Here's Russula compacta again. Unlike the specimens I found last week, this one had only a slight scent of kerosene and fish to it. Mmmmmm.
This looks a lot like Russula emetica, doesn't it? But it isn't; it's Russula silvicola, and supposedly it's edible. It's taste is every bit as acrid as R. emetica, its pellicle peels just like R. emetica, and it grows in the same habitat as R. emetica. In fact, the only way I can find to morphologically distinguish this mushroom from the notorious emetic russula is by taking the average size of 100 spores. If average spore length is 6μ, you've got R. silvicola. If it's 7μ, you've got R. emetica.
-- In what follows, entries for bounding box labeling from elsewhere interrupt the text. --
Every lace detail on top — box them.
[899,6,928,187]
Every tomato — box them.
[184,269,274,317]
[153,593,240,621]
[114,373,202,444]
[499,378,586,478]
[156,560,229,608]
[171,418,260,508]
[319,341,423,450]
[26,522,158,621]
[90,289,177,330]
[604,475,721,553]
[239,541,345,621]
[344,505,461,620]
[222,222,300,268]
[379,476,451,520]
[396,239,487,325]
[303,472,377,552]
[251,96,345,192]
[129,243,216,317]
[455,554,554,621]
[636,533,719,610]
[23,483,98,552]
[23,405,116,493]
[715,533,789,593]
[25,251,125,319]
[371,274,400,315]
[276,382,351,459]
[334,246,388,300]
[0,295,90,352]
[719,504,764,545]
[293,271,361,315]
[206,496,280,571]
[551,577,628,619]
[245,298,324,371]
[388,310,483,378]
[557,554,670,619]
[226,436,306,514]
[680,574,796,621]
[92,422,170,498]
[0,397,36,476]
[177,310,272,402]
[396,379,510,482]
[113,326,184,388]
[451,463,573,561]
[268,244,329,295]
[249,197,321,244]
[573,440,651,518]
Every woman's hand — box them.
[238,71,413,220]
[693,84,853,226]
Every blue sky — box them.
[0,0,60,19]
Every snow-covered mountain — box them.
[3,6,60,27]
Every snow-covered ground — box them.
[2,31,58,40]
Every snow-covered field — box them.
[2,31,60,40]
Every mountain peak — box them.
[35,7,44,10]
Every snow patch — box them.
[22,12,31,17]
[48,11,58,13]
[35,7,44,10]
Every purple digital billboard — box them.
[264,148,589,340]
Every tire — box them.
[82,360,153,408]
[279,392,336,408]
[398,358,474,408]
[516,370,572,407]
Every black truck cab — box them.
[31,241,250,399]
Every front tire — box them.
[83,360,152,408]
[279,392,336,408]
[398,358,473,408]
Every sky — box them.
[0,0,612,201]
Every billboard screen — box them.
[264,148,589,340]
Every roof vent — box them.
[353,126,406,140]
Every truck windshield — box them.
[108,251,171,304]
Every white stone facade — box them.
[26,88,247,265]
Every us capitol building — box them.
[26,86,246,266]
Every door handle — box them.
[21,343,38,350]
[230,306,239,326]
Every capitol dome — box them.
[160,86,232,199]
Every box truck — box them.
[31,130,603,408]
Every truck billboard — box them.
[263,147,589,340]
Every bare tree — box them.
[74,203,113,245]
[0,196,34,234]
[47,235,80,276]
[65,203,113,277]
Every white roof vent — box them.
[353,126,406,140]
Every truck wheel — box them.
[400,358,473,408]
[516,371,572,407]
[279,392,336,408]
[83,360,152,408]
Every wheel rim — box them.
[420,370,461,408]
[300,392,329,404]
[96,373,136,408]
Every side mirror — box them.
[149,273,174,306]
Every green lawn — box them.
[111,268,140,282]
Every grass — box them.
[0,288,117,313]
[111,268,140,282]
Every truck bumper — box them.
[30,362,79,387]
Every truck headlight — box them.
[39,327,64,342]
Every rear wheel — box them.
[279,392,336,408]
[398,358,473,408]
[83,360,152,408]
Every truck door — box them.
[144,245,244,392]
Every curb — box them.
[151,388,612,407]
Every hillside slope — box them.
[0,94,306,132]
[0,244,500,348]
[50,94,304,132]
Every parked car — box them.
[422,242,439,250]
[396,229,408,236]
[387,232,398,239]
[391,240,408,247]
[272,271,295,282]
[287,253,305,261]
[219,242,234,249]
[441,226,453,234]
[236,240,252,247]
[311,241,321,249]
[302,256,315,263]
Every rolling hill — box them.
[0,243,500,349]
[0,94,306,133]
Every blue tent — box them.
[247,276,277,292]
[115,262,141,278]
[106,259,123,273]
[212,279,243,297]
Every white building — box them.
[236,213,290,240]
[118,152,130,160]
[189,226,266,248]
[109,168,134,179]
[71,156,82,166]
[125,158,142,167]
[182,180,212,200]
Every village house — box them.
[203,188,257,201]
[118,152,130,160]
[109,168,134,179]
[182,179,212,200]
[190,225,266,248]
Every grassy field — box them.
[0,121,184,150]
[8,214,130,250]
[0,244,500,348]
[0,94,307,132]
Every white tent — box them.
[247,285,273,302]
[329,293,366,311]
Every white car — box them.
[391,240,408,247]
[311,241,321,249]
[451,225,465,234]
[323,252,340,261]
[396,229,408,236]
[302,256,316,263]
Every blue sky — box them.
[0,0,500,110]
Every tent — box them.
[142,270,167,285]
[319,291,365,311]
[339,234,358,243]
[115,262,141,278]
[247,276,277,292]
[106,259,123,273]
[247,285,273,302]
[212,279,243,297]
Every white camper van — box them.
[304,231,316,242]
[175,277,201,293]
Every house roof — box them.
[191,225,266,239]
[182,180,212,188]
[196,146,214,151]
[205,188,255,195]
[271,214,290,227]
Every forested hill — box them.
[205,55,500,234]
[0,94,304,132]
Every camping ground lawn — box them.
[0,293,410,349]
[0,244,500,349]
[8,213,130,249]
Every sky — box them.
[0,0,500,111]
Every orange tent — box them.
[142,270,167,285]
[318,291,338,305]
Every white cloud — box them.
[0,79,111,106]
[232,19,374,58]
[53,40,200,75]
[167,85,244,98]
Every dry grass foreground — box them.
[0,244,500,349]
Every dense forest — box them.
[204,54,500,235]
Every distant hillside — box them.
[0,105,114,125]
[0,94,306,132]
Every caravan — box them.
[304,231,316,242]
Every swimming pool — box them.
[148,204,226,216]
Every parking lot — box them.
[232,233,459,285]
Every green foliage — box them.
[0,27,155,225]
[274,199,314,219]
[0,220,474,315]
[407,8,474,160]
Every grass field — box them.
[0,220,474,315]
So, I just have to ask... who figured out that this mushroom was edible? Did some newbie mycologist eat the thing on a dare before being allowed entry into the "He-Man Woman Haters Mycological Society" or something? I mean, I did the test and I'm sure of my result and I still wouldn't eat this mushroom for fear that it would turn out to be like a big dose of ipecac. Who knows, maybe there really isn't a difference and R. silvicola is some twisted mycologist's joke. Somewhere in the past, though, some poor slob got stuck with the job of chowing down on a series of pink-to-red russulas and noting which ones made him puke and which ones didn't. You can't even test mushroom edibility reliably on animals; squirrels routinely eat R. emetica with no obvious bad results!

Remember, kids, stay in school, or you may wind up getting stuck with a job as a russula edibility tester someday.

"Oh crap, that one was emetica... *blurp*!"